Interesting enough, I always said there is no such thing as a real ground.
Ground loops are a serious problem, especially in research labs. The worse
case of
ground loop interference was sort of the inverse. Remember the reciprocal
principal of antennas. It is true
with ground loops. If can pick up a signal it can produce one.
A researcher working with collisions at very low energies, less than 100
eV had problems with things working from
time to time. At the time I did not know it, he had not yet asked for my
assistance and assumed it was an instrument
problem.
I walked into his lab and saw a computer CRT display slowly moving back
and forth. I asked the graduate student if
they were having a problem acquiring data, an he responded "how did you
know?". I said look at your CRT.
He said, yes , it does that sometimes. Well, my response was if that is
happening to your 30keV electrons in
your CRT imagine what is happening to your 50 eV electrons in your
experiment. This experiment was so sensitive
to magnetic fields that they had 3 pairs of Helmholtz coils with 3 sets of
power supplies to null out the Earths magnetic
field.
Ended up that they had a short in an heater element of a oil
diffusion pump on the return side of the line to the case.
The pump was water cooled and they had copper pipe most of the way to wall
and from there PVC pipe to the chiller on
the roof. However, There was another copper pipe that was gounded nearby.
And from time to time they would touch.
This pipe provided a very low resistance path back to the local power panel
and when these touched most of the
current flowed thru this pipe. What he had was a single loop electromagnet
carrying 20 or 30 AMPS around his
experiment, some of the time.
Most of the ground loop problems were found in the linear accelerator
lab which had kWs of RF power and another atomic physics lab
which had a pulsed N2 UV laser. When I first started working there there
were impulse noise problems that my predecessor could not
resolve, I would come in and start moving coax cables around and bundling
them until we resolved the problems.
In my previous life as an engineer before I was involved in designing
broadcast audio tape recorders. A small ground loop
of less than 2 inches in length caused some serious harmonics of 60 Hz to
be picked induced in the preamplifier by the field
from the power transformers. This was resolved by a change in the circuit
board where I replaced a radial electrolytic with an
axial one in such a way that a loop of equal area canceled out the
unavoidable one on the board.
Yes, ground loops do exist!
73
Bill wa4lav
At 06:08 PM 7/6/2012 -0700, Jim Brown wrote:
>On 7/6/2012 2:42 PM, Jerry Kaidor wrote:
> > It reminds me of the importance of ground loops.
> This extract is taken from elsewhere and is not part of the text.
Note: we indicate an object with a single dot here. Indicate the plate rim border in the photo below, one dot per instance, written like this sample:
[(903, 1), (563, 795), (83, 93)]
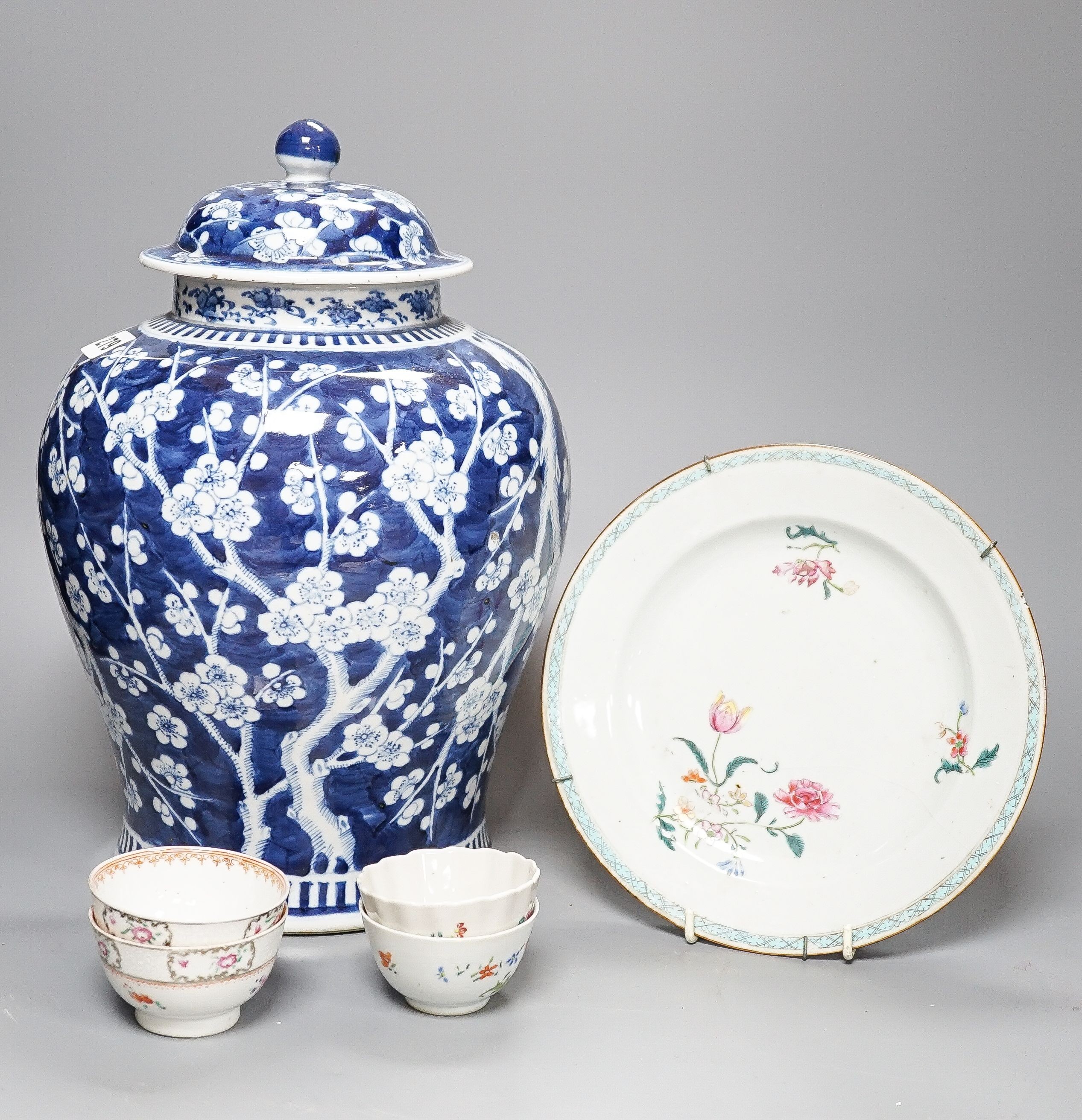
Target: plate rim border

> > Ground loops and me - we have a history.
>
>There is no such thing as a "ground loop" -- it is a totally false
>concept. The actual cause of the hum/buzz problems we blame on these
>imaginary "ground loops" are LEAKAGE CURRENT from the AC power system,
>the IR drop in the green wires puts that voltage between the chassis,
>and is added to the signal when unbalanced interfaces are used.
>
>The leakage currents are the result of capacitive coupling between the
>phase (hot) power conductor and the chassis, which, by law, must be
>connected to the green wire, and from there to the breaker panel. There
>are excellent reasons for that connection, all related to safety.
>
>The simple solution is to first get all power for interconnected
>equipment from outlets that share the same green wire or from outlets
>whose green wires are bonded together; and second, to bond from chassis
>to chassis of interconnected equipment with short fat copper.